If you buy puppies from the internet or pet stores, you could be supporting puppy mills. In our sixth Horrible Hundred report, we continue to shine a light on violations, despite increasing challenges in investigating them.

Over the 12 month period since we published our last report, USDA inspectors have continued to find conditions just as horrific as those in our prior reports, including dogs with open wounds, emaciated dogs with their ribs and spines showing, and dogs with moldy food, dirty water and filthy cages. The difference is that this year, we don’t always know which operators have been found with such dreadful conditions. The suffering these animals face seems even more unjust, because most of the identities of their breeders have been kept secret by the USDA– the very agency charged with protecting dogs in puppy mills and keeping bad breeders in line.

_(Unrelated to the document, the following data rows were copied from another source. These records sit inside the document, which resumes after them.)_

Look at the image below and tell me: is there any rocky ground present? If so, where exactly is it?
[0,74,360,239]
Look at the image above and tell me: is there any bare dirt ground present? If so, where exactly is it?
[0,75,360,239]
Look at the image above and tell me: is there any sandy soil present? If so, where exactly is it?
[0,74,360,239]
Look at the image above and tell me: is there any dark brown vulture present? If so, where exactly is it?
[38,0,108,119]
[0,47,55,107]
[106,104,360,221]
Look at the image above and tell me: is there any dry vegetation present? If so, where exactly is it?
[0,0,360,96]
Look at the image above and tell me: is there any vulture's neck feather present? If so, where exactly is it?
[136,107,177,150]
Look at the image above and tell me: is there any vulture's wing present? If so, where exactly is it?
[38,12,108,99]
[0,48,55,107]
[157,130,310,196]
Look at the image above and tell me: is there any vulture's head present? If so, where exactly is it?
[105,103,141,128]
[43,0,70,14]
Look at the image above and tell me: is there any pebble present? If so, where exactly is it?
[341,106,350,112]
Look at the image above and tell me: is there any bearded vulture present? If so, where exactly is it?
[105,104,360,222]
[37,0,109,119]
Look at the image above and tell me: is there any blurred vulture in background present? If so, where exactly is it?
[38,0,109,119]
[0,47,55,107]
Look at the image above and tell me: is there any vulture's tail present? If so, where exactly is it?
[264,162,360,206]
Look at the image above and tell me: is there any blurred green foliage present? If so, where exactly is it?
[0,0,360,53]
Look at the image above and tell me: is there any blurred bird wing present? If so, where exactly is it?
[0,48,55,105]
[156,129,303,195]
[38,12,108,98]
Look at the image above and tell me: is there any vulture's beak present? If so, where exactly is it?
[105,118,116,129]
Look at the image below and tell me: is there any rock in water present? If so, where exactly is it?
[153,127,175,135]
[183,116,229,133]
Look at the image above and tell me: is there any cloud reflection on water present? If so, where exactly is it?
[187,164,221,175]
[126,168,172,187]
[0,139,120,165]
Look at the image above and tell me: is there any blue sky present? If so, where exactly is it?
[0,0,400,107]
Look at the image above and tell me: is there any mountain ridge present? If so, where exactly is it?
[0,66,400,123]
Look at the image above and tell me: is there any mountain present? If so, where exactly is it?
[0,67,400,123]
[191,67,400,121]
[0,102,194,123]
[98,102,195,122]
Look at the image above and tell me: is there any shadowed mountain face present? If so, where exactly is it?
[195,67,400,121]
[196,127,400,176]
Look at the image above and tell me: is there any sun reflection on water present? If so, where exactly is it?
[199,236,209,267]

Without this information, The HSUS and the general public cannot evaluate whether USDA is meeting its charge. Additionally, consumers cannot judge whether or not they are supporting an operation which has been found employing the harmful practices described in this report.

Moreover, the lack of transparency can be a hindrance to law enforcement efforts in jurisdictions that rely on inspection reports to determine compliance with state and local laws.

For dogs in puppy mills, conditions like these are the norm—and no matter what the sellers say, breeders like these are the source of most dogs sold online, in pet stores or at flea markets.